[PATCH 0/9] RISC-V: Apply Zicboz to clear_page and memset
Andrew Jones
ajones at ventanamicro.com
Mon Oct 31 01:39:19 PDT 2022
On Sun, Oct 30, 2022 at 08:23:27PM +0000, Conor Dooley wrote:
> On Sat, Oct 29, 2022 at 11:59:53AM +0200, Andrew Jones wrote:
> > On Thu, Oct 27, 2022 at 03:02:38PM +0200, Andrew Jones wrote:
> > > When the Zicboz extension is available we can more rapidly zero naturally
> > > aligned Zicboz block sized chunks of memory. As pages are always page
> > > aligned and are larger than any Zicboz block size will be, then
> > > clear_page() appears to be a good candidate for the extension.

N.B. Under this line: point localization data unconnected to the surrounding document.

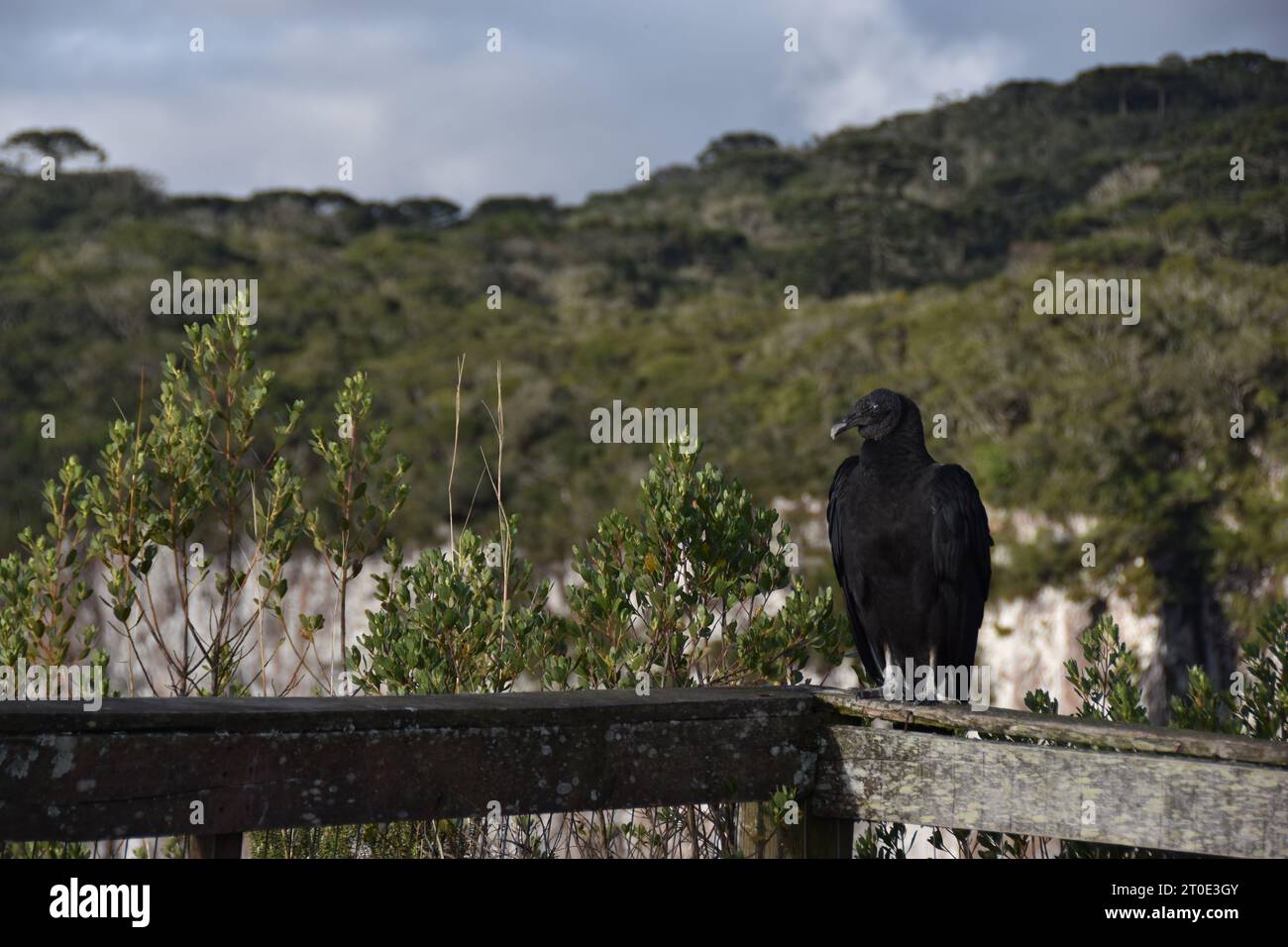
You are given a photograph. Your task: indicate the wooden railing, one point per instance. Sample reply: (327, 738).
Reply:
(140, 767)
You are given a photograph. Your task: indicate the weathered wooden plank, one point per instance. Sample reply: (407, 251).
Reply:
(327, 714)
(218, 845)
(1016, 723)
(429, 758)
(1120, 797)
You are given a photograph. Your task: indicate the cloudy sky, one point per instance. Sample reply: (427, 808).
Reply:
(580, 88)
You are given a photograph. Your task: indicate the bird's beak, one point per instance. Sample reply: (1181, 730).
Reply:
(845, 423)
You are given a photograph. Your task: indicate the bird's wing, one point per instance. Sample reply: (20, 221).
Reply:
(846, 569)
(960, 541)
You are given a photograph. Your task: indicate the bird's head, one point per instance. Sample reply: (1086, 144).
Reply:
(875, 415)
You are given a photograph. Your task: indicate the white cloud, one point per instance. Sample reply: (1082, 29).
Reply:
(864, 59)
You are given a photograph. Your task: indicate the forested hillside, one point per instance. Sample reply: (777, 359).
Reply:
(671, 292)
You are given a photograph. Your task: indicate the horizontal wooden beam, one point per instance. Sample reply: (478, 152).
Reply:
(1120, 797)
(1060, 729)
(138, 767)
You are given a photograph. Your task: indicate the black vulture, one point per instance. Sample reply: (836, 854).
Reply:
(910, 543)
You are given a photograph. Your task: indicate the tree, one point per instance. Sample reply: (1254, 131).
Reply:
(60, 145)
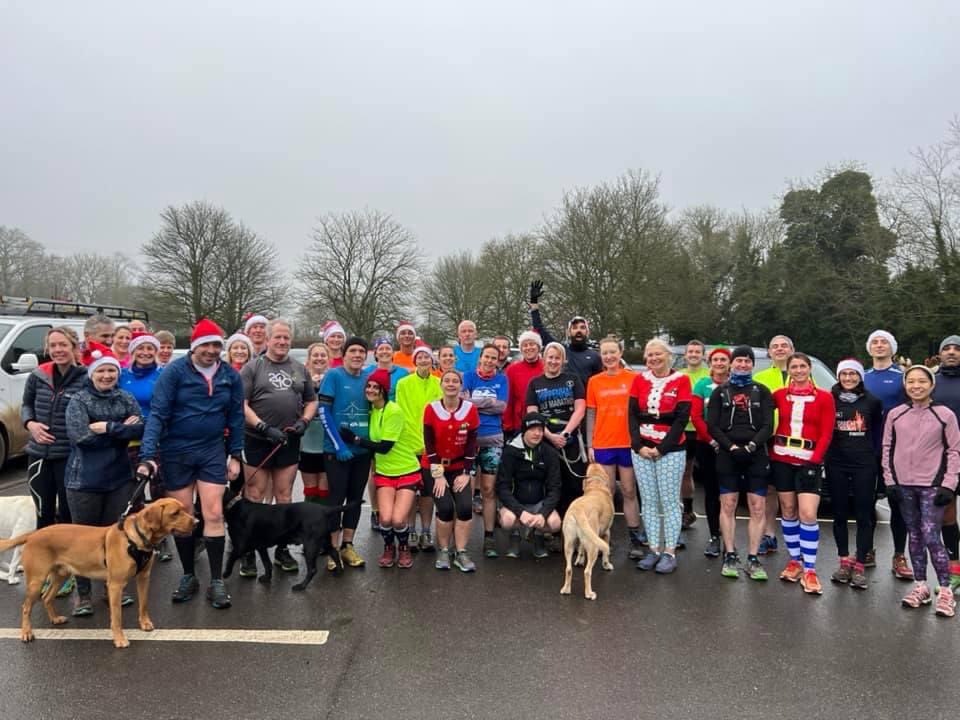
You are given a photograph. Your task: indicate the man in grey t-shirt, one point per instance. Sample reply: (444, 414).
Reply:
(279, 403)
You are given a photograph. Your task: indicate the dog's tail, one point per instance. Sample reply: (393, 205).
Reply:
(14, 541)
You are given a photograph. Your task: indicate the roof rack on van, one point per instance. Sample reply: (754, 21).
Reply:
(66, 308)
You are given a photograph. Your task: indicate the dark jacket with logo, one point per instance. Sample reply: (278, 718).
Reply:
(528, 476)
(99, 461)
(44, 402)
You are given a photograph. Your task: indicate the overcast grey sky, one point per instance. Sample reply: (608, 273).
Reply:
(464, 121)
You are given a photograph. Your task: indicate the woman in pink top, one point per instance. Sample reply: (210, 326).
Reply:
(921, 459)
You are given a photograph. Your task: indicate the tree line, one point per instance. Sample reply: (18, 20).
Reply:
(837, 257)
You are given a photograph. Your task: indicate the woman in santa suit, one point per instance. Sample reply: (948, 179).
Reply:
(800, 443)
(450, 437)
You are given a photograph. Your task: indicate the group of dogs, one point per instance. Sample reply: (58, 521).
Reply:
(125, 550)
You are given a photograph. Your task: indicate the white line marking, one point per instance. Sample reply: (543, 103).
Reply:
(273, 637)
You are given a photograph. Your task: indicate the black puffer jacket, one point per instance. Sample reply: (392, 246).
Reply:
(43, 403)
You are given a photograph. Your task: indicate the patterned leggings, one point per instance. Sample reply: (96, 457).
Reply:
(924, 520)
(659, 483)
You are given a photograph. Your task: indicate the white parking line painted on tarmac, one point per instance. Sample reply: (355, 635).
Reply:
(270, 637)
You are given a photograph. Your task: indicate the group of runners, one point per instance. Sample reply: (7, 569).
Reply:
(461, 430)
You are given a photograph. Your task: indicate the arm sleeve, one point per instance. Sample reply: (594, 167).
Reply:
(765, 431)
(27, 413)
(538, 325)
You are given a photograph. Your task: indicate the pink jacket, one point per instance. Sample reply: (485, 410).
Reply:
(913, 446)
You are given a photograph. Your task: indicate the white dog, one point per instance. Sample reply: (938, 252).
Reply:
(18, 515)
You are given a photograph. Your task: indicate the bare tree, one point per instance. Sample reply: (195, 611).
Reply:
(202, 264)
(362, 268)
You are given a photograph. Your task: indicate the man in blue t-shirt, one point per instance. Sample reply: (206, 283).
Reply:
(467, 352)
(885, 381)
(486, 387)
(344, 404)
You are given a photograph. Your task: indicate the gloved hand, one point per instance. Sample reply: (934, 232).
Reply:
(297, 429)
(944, 497)
(536, 291)
(347, 434)
(274, 435)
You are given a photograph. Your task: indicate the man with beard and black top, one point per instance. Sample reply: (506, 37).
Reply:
(946, 391)
(740, 421)
(582, 360)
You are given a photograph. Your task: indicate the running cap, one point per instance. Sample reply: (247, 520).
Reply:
(884, 334)
(950, 340)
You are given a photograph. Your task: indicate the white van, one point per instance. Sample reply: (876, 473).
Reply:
(24, 323)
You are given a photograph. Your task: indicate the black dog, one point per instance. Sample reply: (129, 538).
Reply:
(256, 526)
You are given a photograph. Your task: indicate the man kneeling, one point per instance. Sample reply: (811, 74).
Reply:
(528, 486)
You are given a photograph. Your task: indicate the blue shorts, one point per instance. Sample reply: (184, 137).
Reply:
(489, 459)
(613, 456)
(183, 469)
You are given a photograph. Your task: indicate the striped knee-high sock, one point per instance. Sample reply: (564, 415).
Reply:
(791, 537)
(809, 540)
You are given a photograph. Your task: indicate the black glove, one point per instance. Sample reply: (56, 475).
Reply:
(297, 429)
(347, 434)
(274, 435)
(536, 291)
(944, 497)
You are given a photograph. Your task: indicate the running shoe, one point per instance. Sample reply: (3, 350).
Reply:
(490, 547)
(666, 564)
(388, 557)
(284, 560)
(426, 542)
(792, 572)
(186, 589)
(649, 562)
(351, 557)
(513, 549)
(919, 595)
(755, 570)
(218, 596)
(68, 585)
(248, 565)
(811, 583)
(900, 569)
(858, 578)
(842, 574)
(731, 566)
(463, 562)
(83, 607)
(539, 546)
(946, 605)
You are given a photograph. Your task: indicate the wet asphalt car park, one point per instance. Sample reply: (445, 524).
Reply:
(500, 643)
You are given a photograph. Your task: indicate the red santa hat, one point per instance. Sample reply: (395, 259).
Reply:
(205, 331)
(254, 320)
(95, 355)
(143, 338)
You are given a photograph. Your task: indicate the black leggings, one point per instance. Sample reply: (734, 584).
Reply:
(705, 473)
(451, 501)
(347, 481)
(45, 480)
(100, 509)
(859, 481)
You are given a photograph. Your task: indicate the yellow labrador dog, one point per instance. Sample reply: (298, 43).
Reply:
(586, 529)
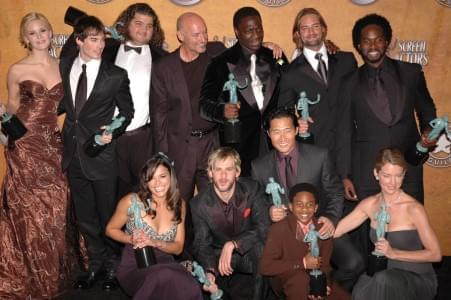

While cycle
> > > count and energy consumption should also be considered, we can be pretty
> > > certain that implementing clear_page() with the Zicboz extension is a win
> > > by comparing the new dynamic instruction count with its current count[1].
> > > Doing so we see that the new count is less than half the old count (see
> > > patch4's commit message for more details). Another candidate for the
> > > extension is memset(), but, since memset() isn't just used for zeroing
> > > memory and it accepts arbitrarily aligned addresses and arbitrary sizes,
> > > it's not as obvious if adding support for Zicboz will be an overall win.
> > > In order to make a determination, I've done some analysis and wrote my
> > > conclusions in the bullets below.
> > >
> > > * When compiling the kernel without CONFIG_RISCV_ISA_ZICBOZ, memset()
> > > doesn't change, so that's fine.
> > >
> > > * The overhead added to memset() when the Zicboz extension isn't present,
> > > but CONFIG_RISCV_ISA_ZICBOZ is selected, is 3 jumps to known targets,
> > > which I believe is fine.
> > >
> > > * The overhead added to a memset() invocation which is not zeroing memory
> > > is 7 instructions, where 3 are branches. This seems fine and,
> > > furthermore, memset() is almost always invoked to zero memory (99% [2]).
> > >
> > > * When memset() is invoked to zero memory, the proposed Zicboz extended
> > > memset() always has a lower dynamic instruction count than the current
> > > memset() as long as the input address is Zicboz block aligned and the
> > > length is >= the block size.
> > >
> > > * When memset() is invoked to zero memory, the proposed Zicboz extended
> > > memset() is always worse for unaligned or too small inputs than the
> > > current memset(), but it's only at most a few dozen instructions worse.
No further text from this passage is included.